The Pronunciation API outputs a JSON object containing the AI’s pronunciation report for the given recording. We will go over each item in the report

score: Overall pronunciation score for the audio content.

accent_predictions: Contains a prediction accent score for American (US), British (UK), and Australian (AU) accents. The percent score represents what accent you sound like the most. This is useful if the user is trying to target a specific accent with his pronunciation.

score_predictions: Contains predictions for common official English tests, currently ielts, toefl, cefr, pte_general. This represents an estimate of what your pronunciation would score on those standardized tests.

words: Contains the list of words in the expected content, each word object contains.

word.label: The label for the given word. e.g: apple.

word.score: Pronunciation score at the word level.

word.syllables: Contains the list of syllables in the word, each syllable object contains:

syllable.label: Contains the CMU label for the syllable.

syllable.label_ipa: Contains the IPA label for the syllable.

syllable.score: Pronunciation score at the syllable level.

syllable.phones: Contains the list of phonemes in the syllable.

word.phones: Contains the list of phonemes in the word, each phone object contains:

phone.label: The CMU label for the phoneme, you can see the full list of CMU phonemes here

phone.label_ipa: The IPA label for the phoneme, you can see more details on the IPA phone set here

phone.score: Numeric pronunciation score out of 100 for the phoneme. You can interpret this as a percentage of correctness for the phoneme. A score above 90% represents a very accurate phoneme pronunciation.

phone.confidence: Represents a percentage of how confident the AI is in it’s prediction. Because of the nature of language the model might be more or less confident in different situations as certain phones are harder to differentiate in different contexts.

phone.error: Represents a binary pass/fail for the phoneme, if true this means that the phone should be considered as erroneous if false the phoneme should e considered as pronounced properly. We recommend using this binary option when scoring your phonemes, a pass/fail often makes more sense to end users expecting feedback on phone level pronunciation.

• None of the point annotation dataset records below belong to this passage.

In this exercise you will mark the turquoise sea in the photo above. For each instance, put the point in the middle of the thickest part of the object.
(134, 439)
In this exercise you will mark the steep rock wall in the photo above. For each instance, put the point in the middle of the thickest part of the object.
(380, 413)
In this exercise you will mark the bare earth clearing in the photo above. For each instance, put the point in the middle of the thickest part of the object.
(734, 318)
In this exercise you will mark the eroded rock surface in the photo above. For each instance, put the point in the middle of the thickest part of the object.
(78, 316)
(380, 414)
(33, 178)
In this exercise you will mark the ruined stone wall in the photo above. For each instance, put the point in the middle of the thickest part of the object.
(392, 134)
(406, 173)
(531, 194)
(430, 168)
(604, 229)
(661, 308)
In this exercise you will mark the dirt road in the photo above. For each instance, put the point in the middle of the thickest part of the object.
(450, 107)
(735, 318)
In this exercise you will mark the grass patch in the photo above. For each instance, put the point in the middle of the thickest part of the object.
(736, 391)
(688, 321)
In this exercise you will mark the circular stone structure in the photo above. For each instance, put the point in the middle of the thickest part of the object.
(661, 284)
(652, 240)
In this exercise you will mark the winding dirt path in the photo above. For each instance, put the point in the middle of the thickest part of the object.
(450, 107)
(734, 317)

phone.sounds_like: Contains a list of the top 3 phonemes the AI model estimates it heard. Each entry contains the phone label and the confidence the model has that phoneme was pronounced. If the phoneme scores as a pass the expected phoneme will usually be at the top of the list, however if the user made a phone substitution error the substituted phone is likely to be at the top of the list. This is a good opportunity to give useful feedback to your end users. e.g: You were expected to pronounce AA but you sounded more like AH.